Methods: To better understand the immunosuppressive factors in the myeloid microenvironment, we leveraged St. Jude's comprehensive multi-omic datasets to identify S100A9 as among the most elevated inflammatory transcripts in AML blasts. Examination of AML patient-derived plasma from diagnosis confirmed the elevation of S100A9 and prompted further investigation into the role of S100A9 in mediating T cell dysfunction. We performed phenotypic analyses and genome-wide DNA methylation profiling of T cells isolated from pediatric AML patients to compare the epigenetic programs to our established exhaustion signature.
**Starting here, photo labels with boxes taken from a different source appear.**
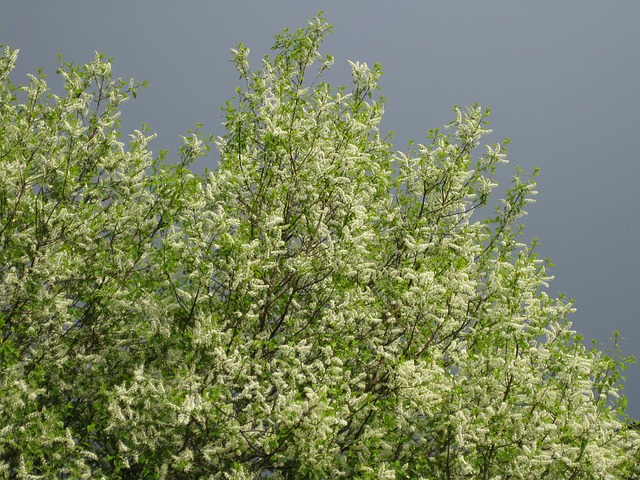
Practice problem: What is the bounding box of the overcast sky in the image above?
[0,0,640,418]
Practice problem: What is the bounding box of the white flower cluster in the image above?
[0,18,640,480]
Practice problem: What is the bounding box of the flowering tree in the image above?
[0,18,640,479]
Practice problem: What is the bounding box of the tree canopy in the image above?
[0,18,640,479]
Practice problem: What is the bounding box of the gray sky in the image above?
[0,0,640,418]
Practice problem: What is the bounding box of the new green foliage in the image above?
[0,18,639,479]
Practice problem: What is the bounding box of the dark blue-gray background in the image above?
[0,0,640,418]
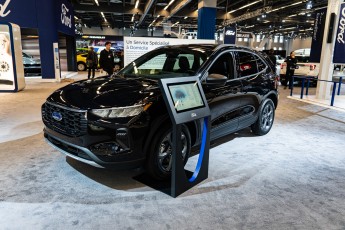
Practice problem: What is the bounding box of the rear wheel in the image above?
[251,98,275,136]
[146,125,191,180]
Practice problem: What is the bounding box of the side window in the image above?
[135,54,167,74]
[236,51,266,77]
[208,53,235,79]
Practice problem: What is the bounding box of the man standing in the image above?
[268,49,277,67]
[284,51,297,89]
[99,42,115,76]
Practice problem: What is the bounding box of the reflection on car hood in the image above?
[48,77,157,109]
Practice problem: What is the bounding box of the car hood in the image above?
[47,77,158,109]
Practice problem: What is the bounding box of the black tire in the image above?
[146,125,191,180]
[77,62,86,71]
[251,98,275,136]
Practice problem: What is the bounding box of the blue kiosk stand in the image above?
[160,77,210,197]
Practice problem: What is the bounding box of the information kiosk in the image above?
[160,77,210,197]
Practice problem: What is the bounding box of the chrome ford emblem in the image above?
[52,112,62,121]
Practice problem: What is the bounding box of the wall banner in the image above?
[333,3,345,64]
[56,0,75,36]
[224,26,236,45]
[0,0,37,28]
[309,8,327,62]
[124,37,215,66]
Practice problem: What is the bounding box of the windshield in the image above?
[118,47,208,79]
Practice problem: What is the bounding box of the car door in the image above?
[203,52,242,140]
[234,51,274,129]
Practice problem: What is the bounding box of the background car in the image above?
[279,52,320,85]
[22,52,42,76]
[42,45,278,179]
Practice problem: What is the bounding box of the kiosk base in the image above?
[133,170,193,196]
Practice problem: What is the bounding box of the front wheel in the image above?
[77,62,86,71]
[146,125,191,180]
[251,98,275,136]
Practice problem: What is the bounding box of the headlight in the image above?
[90,105,148,118]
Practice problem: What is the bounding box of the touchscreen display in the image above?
[168,82,205,113]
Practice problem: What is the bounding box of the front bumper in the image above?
[44,127,145,169]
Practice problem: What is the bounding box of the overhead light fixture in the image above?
[306,1,313,10]
[229,1,261,14]
[164,0,175,10]
[171,22,180,27]
[267,1,303,13]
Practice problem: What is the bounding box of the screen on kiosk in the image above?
[167,82,205,113]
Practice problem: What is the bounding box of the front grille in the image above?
[45,135,92,161]
[42,102,87,137]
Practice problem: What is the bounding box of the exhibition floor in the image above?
[0,73,345,229]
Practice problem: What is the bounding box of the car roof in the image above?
[157,44,256,53]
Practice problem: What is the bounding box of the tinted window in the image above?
[119,48,207,78]
[296,56,309,63]
[208,53,235,79]
[236,51,266,77]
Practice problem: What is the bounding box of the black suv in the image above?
[42,45,278,179]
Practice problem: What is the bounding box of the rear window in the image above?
[296,56,309,63]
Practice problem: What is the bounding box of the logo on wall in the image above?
[337,8,345,44]
[0,0,11,18]
[61,4,72,28]
[225,30,236,36]
[333,3,345,64]
[0,61,10,73]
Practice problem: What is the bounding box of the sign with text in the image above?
[333,3,345,64]
[0,24,15,90]
[124,37,215,66]
[56,0,75,36]
[0,0,37,28]
[224,26,236,44]
[309,8,327,62]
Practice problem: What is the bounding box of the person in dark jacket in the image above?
[99,42,115,75]
[284,51,297,89]
[86,47,98,79]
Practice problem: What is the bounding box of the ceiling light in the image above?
[164,0,175,10]
[229,0,261,14]
[306,1,313,10]
[267,1,303,13]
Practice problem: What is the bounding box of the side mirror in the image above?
[206,73,228,86]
Results: Functional and transcriptional analyses reveal that both S100A9 protein and AML plasma induce healthy donor-derived T cell dysfunction in vitro, as demonstrated by a phenotypic shift of naïve T cells towards TemRA, reduced cytotoxicity, and decreased proliferation in response to TCR stimulation. Furthermore, S100A9 significantly impacted T cell metabolism, with notable changes in mitochondrial membrane potential and increased total cellular ROS. Epigenetic profiling revealed reduced stemness of AML versus ALL patient-derived T cells. Specifically, AML patient-derived T cells displayed increased methylation of genes related to naivety, cytotoxicity, and TLR activation, as well as decreased methylation in genes associated with T cell differentiation, mitochondrial function, and cellular metabolism.
Conclusion: These findings indicate that S100A9 in the myeloid tumor microenvironment contributes to T cell dysfunction, which may limit the efficacy of T cell-based immunotherapies in pediatric AML.